Will I stay make-up free forever? Absolutely not! And I’m really looking forward to having my hair cut and coloured when restrictions ease. But right now, it feels more truthful to expose my vulnerabilities – my wrinkles, dark circles and regrowth – and present an honest, authentic face to the world.
Team Blowout: Felicity Robinson, PRIMER co-founder
‘Make-up makes me feel in control’
Last Friday, I enjoyed a taste of normality with a visit to the hair salon. The experience certainly wasn’t the same as usual – the colourist wore a mask and I was at least four metres from the next client – but then neither was my hair style. In fact, I emerged three hours later with a cut 10 centimetres shorter and a few shades darker than normal, and it felt exhilarating.
So many of us have learned about more ourselves during lockdown, or at least our needs and desires have been brought into sharper focus.
For the past five weeks I’ve been working from home while home-schooling the kids, the eldest of whom is very keen to adhere to the school’s daily schedule. There is no room for spontaneity right now. At least one small person accompanies me wherever I go. And while life was never very free for me – it’s not as if I could take off for a weekend on a whim – I’ve remembered once again how much I need just a small degree of autonomy and at least a little change.
Ever since lockdown started, then, I’ve been switching it up in one of the only ways available to me right now: my hair and make-up. Every morning, I’ve been conducting experiments with eye-shadow and lipstick during the 20 minutes I would usually have spent on the school run.
One day, I might apply Clarin’s Instant Poreless primer as base for matt skin and add a super-bright lip; the next I’ll apply Tatcha’s The Dewy Skin Cream for fresher-looking skin with a cream blush. As I write this I’m wearing a full smoky eye and Chantecaille lipstick (in Narcissia) at 3pm in the afternoon.

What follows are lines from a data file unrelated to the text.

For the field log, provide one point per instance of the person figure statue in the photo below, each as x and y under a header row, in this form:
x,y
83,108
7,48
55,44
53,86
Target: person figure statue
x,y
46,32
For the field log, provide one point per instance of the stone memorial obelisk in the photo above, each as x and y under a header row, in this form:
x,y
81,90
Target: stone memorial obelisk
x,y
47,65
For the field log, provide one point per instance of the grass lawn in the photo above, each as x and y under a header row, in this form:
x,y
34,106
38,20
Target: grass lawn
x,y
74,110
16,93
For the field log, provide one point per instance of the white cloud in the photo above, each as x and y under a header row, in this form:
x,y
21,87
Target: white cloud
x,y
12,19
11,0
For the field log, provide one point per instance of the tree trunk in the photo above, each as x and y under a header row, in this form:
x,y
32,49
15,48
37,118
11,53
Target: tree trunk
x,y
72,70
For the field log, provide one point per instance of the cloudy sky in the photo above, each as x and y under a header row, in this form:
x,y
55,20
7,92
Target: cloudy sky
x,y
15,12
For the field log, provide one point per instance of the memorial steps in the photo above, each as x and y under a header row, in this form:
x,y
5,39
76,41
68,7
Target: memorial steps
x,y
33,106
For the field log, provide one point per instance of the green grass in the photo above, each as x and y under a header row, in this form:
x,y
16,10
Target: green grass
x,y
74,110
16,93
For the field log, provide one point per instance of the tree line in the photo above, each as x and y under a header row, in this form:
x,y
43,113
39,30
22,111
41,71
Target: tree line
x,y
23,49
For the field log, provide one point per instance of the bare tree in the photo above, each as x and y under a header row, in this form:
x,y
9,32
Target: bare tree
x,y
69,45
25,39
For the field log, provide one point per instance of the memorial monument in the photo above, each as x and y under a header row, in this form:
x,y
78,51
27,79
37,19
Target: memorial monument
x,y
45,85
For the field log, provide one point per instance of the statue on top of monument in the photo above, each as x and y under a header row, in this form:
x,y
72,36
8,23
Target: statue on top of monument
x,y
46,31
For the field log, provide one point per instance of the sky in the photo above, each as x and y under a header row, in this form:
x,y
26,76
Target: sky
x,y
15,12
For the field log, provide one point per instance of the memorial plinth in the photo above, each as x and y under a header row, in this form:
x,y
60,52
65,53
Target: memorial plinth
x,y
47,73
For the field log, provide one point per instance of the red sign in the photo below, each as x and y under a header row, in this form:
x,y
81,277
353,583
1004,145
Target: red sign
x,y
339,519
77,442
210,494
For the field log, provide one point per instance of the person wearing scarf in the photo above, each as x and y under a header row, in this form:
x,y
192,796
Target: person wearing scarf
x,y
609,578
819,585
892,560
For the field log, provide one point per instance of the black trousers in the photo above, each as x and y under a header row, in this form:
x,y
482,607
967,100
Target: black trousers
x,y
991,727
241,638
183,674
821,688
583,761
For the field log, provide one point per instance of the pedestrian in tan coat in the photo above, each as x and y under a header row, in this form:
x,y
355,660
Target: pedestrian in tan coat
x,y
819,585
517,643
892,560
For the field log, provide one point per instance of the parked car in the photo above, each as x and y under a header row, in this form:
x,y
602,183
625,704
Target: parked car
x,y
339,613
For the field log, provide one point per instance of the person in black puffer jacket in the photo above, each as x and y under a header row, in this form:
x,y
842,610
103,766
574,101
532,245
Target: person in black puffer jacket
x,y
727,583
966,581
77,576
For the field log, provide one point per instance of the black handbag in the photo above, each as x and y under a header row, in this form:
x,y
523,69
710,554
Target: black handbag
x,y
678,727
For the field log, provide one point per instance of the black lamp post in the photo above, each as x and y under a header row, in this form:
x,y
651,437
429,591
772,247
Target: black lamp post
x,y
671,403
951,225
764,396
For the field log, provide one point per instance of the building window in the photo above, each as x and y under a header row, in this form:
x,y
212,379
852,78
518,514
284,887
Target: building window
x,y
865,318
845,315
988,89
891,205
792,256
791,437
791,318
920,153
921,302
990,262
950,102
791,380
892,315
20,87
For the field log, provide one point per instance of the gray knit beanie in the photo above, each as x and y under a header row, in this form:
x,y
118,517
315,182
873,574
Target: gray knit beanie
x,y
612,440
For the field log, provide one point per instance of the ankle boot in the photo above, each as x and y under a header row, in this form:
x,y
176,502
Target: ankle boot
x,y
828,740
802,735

Earlier, I straightened my hair into a silky bob.
No one other than the kids and my husband see me, and – like Lucy’s family – they don’t really notice my not-so-subtle new looks.
I’ve been switching up my hair and make-up every day
It doesn’t matter, though, because the make-up is entirely for me. Occasionally, I wince at the thought that other people are spending lockdown learning languages and reading all the books, while I’m playing round with lipgloss and curling my lashes (it’s possible the pandemic has revealed the essential vacuity of my inner self). But it’s fun and indulgent, and I feel better for it.
I wonder, too, if putting on a full face of make-up is a way for me to feel in control in a situation where I have so little. Of course, control is always illusory, but lockdown really forces us to confront that fact. As we’ve all discovered, everything can change in an instant and there’s absolutely nothing we can do about it. One day we’re catching a crowded tram to meet friends for dinner; the next, we’re condemned to spend almost every waking hour in our homes, consuming too much wine and takeout.
But hey, at least I look good while doing it.